Oil fields, seas of yellow sand, medieval social policies, guys holding hands, bed sheets as clothes?

Well, maybe it's about time to think of Saudi-Arabia as a regional power, if not great power. An unconventional one - a new great power.

Here are the signs that made me think about Saudi-Arabia possibly turning into a great power:

Their intervention in Qatar to oppress Qatar's Shi'ite majority in favour of the Sunni monarchy.

Their intervention in over Syria and Iraq against Daesh

Their intervention in over Yemen against the Shi'ite civil war party known as Houthis

Their cultural export of wahhabism

Their foreign aid to Comores etc.

Their unique privilege and opportunity to be the protector of Mecca and Medina and resulting prestige gain amongst about 1.5 billion Muslims

Their high (albeit inefficiently used) military expenditures

They politically lead the Gulf states against Shi'ite powers and (less cohesively so) against Daesh as well

Them being the anchor for the regional regimes' orientation towards EU and U.S.

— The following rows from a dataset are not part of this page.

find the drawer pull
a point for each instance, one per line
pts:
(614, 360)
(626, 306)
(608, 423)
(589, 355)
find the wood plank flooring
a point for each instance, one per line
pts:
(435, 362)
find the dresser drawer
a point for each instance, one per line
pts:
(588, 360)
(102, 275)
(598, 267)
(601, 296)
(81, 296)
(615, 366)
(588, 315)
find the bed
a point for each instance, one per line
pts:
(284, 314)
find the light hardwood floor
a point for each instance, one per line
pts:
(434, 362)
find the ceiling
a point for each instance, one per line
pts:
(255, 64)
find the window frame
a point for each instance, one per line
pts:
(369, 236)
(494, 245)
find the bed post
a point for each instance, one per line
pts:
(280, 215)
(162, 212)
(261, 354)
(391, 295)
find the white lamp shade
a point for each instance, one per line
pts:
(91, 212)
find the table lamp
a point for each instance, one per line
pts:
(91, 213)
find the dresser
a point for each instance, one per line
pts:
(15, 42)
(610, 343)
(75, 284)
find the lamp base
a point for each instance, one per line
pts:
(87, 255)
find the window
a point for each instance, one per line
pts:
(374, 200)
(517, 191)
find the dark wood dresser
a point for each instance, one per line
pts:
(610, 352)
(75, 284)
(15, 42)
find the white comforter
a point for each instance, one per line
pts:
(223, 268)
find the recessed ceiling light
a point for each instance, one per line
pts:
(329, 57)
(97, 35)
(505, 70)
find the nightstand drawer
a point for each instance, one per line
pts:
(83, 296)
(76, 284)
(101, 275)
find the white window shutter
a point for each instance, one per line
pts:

Their central geographical position between Persian Gulf and Red Sea

Their relatively large (~ 31 million) population compared to many other countries in the region

Saudi-Arabia used to tail-wag the U.S. for its purposes in regard to Persian Gulf maritime security and security against Saddam's Iraq, but this has lessened considerably.

Let's compare to another great power, Russia:
Russia doesn't do interventions or exercises much influence globally. Maybe it does the latter even less than Saudi-Arabia. A foreign policy with a regional focus does not prohibit great power status. Japan is being considered a great power without exercising substantial influence beyond its own region (or even only in its own region).
China is even more similar, albeit less prone to interventions: It's exercising economic influence in much of the world, just as does the Saudi "royal" (kleptocrat) house: They used the trade balance surpluses of the past to buy many shares of large European and American corporations.


The Saudi position, capabilities and actions look dissimilar to Apartheid South Africa and Israel, two countries that felt encircled with enemies (for good reason) and proceeded to wreck their neighbourhood with conflicts. Saudi-Arabia's kleptocrat regime feels threatened by both potential Shi'ite or out-of-control radical Sunni (Salafist) uprisings mostly.*
They look dissimilar for now, maybe because it's difficult to attribute who exactly contributed how much to the mess in Iraq, Yemen and Syria. This may change, and Saudi-Arabia may very well prove to be comparable to Apartheid South Africa and Israel.

S O

*: Though not the few Shi'ites in Saudi-Arabia itself.